Pour cela, ils ont besoin d’une monnaie ouverte, programmable et utilisable partout dans le monde. C’est précisément là que la crypto trouve sa place.

Les banques ne sont pas faites pour les machines

Tout commence à l’entrée. Une banque doit savoir qui vous êtes et vérifier que vous êtes bien une personne réelle. Un logiciel ne sait pas répondre à cette exigence.

Vient ensuite l’argent lui-même. Le plus petit montant qu’une banque peut déplacer est un centime, alors que des agents peuvent se payer des fractions de centime pour une recherche de données ou une tâche de calcul.

Et même ce que la banque sait faire reste lent. Un virement international peut prendre plusieurs jours : l’argent passe de banque en banque, chaque intermédiaire prélève sa part et, le week-end, tout s’arrête.

C’est suffisant pour quelqu’un qui effectue quelques virements par mois. C’est inutilisable pour une machine qui veut conclure mille transactions avant que vous ayez fini de lire cette phrase.

Pourquoi les agents d’IA peuvent s’appuyer sur la crypto

Il n’y a pas de compte à ouvrir, car le portefeuille fait immédiatement office d’identité. Sur Ethereum (ETH), les montants sont divisibles jusqu’à dix-huit décimales : un paiement peut donc être aussi faible que la tâche l’exige.

Sur un réseau rapide comme Solana (SOL), ce même paiement international peut être réglé en quelques centaines de millisecondes. Un être humain a besoin d’environ un quart de seconde pour réagir à un événement.

Le réseau ne ferme jamais. Et l’argent est programmable : payer uniquement à la livraison, répartir automatiquement une somme entre dix agents, rembourser si une condition n’est pas remplie.

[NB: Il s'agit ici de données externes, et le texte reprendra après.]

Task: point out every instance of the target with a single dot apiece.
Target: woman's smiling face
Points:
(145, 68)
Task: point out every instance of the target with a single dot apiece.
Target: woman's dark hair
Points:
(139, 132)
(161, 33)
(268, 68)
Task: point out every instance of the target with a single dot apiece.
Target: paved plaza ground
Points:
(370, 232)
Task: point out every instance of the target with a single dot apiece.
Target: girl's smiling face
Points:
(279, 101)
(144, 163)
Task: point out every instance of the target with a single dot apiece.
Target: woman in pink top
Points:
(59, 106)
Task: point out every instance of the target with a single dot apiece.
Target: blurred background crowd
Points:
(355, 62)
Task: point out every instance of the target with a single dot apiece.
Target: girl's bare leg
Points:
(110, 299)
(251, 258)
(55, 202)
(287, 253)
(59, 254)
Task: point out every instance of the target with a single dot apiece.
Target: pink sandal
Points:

Ce n’est pas une banque plus rapide. Une banque déplace de l’argent entre des personnes, pendant les heures ouvrées. Ici, il s’agit de transférer de la valeur entre des machines, en permanence, avec les règles intégrées au paiement lui-même.

La tokenisation va bien au-delà des actions

Demandez autour de vous ce qu’est la tokenisation, et l’on vous parlera probablement d’actions inscrites sur une blockchain. Ce n’est pas faux, mais c’est la partie la moins intéressante du sujet.

Tokeniser, c’est faire quelque chose de plus simple : transformer un actif en un paquet qu’une machine peut lire, valoriser et revendre. N’importe quelle base de données peut rendre une information lisible, mais transférer la propriété à un tiers inconnu et régler immédiatement la transaction n’est possible que sur un réseau ouvert.

Un dollar devient ainsi un stablecoin, et la puissance de calcul, le stockage et les données prennent la même direction.

Prenez les capteurs d’un agriculteur, les alertes de panne d’une usine ou les comptages de trafic d’une collectivité. Aujourd’hui, ces mesures sont presque impossibles à vendre : hyperlocales, rapidement obsolètes et utiles pour répondre à une question très précise.

Les grands jeux de données trouvent déjà preneur depuis longtemps. Les cours de Bourse, les images satellite et les profils de consommateurs s’échangent chaque jour, dans des forfaits à plusieurs milliers d’euros par an.

C’est toute la longue traîne située en dessous qui reste à l’arrêt. Personne ne construit un canal de vente pour les mesures d’une seule parcelle, et aucun analyste ne part les chercher.

Un agent, lui, peut le faire. Il scanne mille fichiers de ce type, en achète trois et paie chacun séparément.

C’est ainsi qu’émerge une économie invisible, qui pourrait très bien être pilotée par la technologie blockchain. La question centrale devient alors de savoir quel réseau traitera ces paiements dans quelques années.